Background: We have collected a comprehensive set of multi-unit data on dissociated cortical cultures. Previous studies of the development of the electrical activity of dissociated cultures of cortical neurons each focused on limited aspects of its dynamics, and were often based on small numbers of observed cultures. We followed 58 cultures of different densities___3000 to 50,000 neurons on areas of 30 to 75 mm2___growing on multi-electrode arrays (MEAs) during the first five weeks of their development.

Results: Plating density had a profound effect on development. While the aggregate spike detection rate scaled linearly with density, as expected from the number of cells in proximity to electrodes, dense cultures started to exhibit bursting behavior earlier in development than sparser cultures. Analysis of responses to electrical stimulation suggests that axonal outgrowth likewise occurred faster in dense cultures. After two weeks, the network activity was dominated by population bursts in most cultures. In contrast to previous reports, development continued with changing burst patterns throughout the observation period. Burst patterns were extremely varied, with inter-burst intervals between 1 and 300 s, different amounts of temporal clustering of bursts, and different firing rate profiles during bursts. During certain stages of development bursts were organized into tight clusters with highly conserved internal structure.

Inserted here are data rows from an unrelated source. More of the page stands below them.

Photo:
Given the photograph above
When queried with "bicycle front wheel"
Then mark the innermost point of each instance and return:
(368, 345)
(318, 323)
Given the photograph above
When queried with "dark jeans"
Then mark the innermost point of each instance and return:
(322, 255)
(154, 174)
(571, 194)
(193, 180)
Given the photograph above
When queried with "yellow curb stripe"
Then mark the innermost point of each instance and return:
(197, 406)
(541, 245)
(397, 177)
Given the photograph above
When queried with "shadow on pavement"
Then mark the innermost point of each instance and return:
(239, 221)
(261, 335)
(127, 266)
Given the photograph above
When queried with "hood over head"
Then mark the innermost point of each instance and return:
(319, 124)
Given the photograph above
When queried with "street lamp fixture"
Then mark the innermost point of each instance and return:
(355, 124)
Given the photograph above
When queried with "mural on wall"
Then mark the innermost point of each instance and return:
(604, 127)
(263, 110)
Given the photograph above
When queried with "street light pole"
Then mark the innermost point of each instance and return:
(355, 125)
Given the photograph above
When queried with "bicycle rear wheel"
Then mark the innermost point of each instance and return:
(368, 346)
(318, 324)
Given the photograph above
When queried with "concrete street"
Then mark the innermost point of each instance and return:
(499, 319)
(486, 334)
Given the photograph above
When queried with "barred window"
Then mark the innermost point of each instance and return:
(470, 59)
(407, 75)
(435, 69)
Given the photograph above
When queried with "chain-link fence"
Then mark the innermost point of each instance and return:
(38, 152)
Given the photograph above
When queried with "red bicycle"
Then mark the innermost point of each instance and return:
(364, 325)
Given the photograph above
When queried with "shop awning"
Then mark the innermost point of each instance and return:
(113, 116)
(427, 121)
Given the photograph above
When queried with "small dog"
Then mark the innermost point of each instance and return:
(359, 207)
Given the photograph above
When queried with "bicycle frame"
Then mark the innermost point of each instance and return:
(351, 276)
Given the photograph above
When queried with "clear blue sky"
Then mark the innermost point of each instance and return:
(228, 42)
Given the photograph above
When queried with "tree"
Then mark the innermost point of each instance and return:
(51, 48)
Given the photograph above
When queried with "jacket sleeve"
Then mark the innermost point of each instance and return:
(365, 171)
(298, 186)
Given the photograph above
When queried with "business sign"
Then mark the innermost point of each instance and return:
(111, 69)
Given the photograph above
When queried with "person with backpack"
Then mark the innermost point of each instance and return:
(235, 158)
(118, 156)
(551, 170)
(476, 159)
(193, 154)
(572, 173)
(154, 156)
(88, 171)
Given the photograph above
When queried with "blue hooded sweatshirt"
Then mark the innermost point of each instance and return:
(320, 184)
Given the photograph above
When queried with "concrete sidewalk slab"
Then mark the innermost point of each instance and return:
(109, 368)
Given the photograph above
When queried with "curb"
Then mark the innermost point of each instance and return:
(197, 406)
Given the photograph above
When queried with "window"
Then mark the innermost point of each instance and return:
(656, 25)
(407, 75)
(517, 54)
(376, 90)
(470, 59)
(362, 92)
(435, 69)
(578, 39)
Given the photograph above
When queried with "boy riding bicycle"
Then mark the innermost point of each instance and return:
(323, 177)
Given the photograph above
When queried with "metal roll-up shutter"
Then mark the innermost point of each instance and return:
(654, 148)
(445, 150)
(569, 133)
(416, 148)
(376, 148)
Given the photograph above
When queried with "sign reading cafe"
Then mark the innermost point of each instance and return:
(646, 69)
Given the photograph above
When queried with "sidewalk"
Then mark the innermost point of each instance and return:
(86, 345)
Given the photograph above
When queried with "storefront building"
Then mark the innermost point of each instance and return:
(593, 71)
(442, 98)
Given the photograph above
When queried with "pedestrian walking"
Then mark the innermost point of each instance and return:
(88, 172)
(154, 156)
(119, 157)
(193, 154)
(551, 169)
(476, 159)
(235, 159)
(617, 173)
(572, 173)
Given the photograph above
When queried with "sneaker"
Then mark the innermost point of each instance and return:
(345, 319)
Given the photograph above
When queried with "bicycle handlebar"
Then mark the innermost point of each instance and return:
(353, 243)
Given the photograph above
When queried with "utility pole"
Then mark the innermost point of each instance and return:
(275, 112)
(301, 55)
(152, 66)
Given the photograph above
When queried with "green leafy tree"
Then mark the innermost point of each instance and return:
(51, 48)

Conclusions: Dissociated cultures of cortical cells exhibited a much richer repertoire of activity patterns than previously suspected. Except for the very sparsest cultures, all cultures exhibited globally synchronized bursts, but bursting patterns changed over the course of development, and varied considerably between preparations. This emphasizes the importance of using multiple preparations___not just multiple cultures from one preparation___in any study involving neuronal cultures. These results are based on 963 half-hour-long recordings. To encourage further investigation of the rich range of behaviors exhibited by cortical cells in vitro, we are making the data available to other researchers, together with Matlab code to facilitate access.